Я села, и в ноздри мне сразу же ударил смешанный запах двух
одеколонов: одного очень резкого, каждую секунду себя утверждающего. И другого:
более мягкого и нежного…
– Который ваш? – неожиданно спросила я.
– Не понял?
– Какой из одеколонов ваш?
– А-а… – Филипп рассмеялся. – Вы об этом… А как вы
думаете?
– Тот, который резче. Разит животных наповал,
выманивает их из логова, я права? Вы ведь любитель кенийского сафари…
– В общем, да, – Филипп посмотрел на меня со жгучим
любопытством. – Я любитель кенийских сафари, и одеколон, о котором вы сказали,
тоже мой. Вообще-то, он рассчитан не на животных, а на женщин…
– Женщины – тоже животные.
– Вам виднее. Хотите посмотреть мои кенийские
фотографии? Есть еще снимки из Тибета, тоже занимательная вещь…
– Но сначала моя фотография.
– Да-да, конечно, простите, пожалуйста. – Филипп
смущенно улыбнулся. – Давайте ее сюда.
Освобожденная от рамки фотография капитана “Эскалибура”
вполне умещалась в моей руке. Теперь я протянула ее Филиппу.
– Что скажете? – спросила я.
Филипп достал из сумки лупу и принялся внимательно
рассматривать снимок. Потом поднял голову и так же внимательно посмотрел на
меня.
– Черт возьми, это же наш капитан! И корабль так же
называется… Только почему-то надпись на английском…
– Меня интересует дата, – сказала я. – Там написано
“1929”. Судя по всему, это год…
– Да, судя по всему…
– Фотография кажется мне достаточно старой. Но я не
знаю точно, насколько она стара. И соответствует ли она технологиям 1929 года…
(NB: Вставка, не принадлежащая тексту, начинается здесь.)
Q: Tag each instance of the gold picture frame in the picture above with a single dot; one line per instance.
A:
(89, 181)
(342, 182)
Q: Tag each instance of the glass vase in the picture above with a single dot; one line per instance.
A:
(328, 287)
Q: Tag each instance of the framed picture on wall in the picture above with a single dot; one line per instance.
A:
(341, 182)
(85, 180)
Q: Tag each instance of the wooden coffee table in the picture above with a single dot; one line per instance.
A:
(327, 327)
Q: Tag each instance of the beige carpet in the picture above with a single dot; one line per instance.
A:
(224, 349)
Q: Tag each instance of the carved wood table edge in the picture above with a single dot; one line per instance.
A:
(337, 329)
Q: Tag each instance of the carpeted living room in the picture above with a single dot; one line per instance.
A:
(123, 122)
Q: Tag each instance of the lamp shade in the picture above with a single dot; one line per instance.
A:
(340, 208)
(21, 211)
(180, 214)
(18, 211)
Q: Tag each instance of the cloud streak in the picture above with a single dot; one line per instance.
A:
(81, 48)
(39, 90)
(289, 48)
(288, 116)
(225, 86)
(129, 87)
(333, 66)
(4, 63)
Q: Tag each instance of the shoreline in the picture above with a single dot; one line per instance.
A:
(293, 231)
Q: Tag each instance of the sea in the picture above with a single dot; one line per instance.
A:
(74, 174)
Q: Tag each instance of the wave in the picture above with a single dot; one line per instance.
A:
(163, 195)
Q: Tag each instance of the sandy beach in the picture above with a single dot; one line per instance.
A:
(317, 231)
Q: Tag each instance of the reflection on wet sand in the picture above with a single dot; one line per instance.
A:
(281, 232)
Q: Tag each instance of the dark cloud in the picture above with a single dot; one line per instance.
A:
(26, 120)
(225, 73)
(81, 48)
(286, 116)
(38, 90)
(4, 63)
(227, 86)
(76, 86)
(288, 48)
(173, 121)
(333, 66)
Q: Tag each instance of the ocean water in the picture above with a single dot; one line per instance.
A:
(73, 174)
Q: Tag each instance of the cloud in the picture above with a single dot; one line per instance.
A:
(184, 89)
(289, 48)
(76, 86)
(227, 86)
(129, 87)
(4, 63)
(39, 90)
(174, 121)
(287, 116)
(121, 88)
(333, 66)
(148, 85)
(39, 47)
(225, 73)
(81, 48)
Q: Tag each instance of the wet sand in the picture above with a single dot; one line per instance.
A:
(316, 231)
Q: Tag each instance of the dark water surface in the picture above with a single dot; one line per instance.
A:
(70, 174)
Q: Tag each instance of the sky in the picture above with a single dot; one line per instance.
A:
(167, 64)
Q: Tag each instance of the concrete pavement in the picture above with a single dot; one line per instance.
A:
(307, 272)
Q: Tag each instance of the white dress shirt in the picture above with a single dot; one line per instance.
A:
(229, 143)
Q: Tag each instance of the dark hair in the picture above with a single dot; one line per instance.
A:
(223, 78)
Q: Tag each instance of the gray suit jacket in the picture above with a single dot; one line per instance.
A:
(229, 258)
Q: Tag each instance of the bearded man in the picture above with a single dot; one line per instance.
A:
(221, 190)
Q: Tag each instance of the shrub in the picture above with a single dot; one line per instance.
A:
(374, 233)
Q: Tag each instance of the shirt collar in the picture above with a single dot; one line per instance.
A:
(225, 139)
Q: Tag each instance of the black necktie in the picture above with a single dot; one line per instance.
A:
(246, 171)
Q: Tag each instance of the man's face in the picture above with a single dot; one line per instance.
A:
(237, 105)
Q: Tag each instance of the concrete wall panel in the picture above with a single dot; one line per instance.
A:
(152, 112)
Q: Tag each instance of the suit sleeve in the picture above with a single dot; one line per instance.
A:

Вы ведь профессиональный фотограф, вы можете это определить.
– Пожалуй. – Филипп поскреб затылок. – Пожалуй, могу.
Здесь и объяснять ничего не надо. Вы знаете, что такое дагерротипия?
– Слышала краем уха…
– Так вот, это первый практически пригодный способ
фотографии. Светочувствительным веществом служит йодид серебра. Практиковался с
1839 года. Потом, уже в XX веке, разрабатывались другие технологии… Но эта –
явный дагерротип. В двадцать девятом году это имело место быть. Да, фотография
подлинная. Скорее всего.
– Так “скорее всего” или подлинная?
– Я не могу сказать наверняка. Нужно специальное
исследование. Но именно так это выглядит навскидку. Конечно, не исключена
возможность подделки. Но это маловероятно. И к тому же чересчур хлопотно.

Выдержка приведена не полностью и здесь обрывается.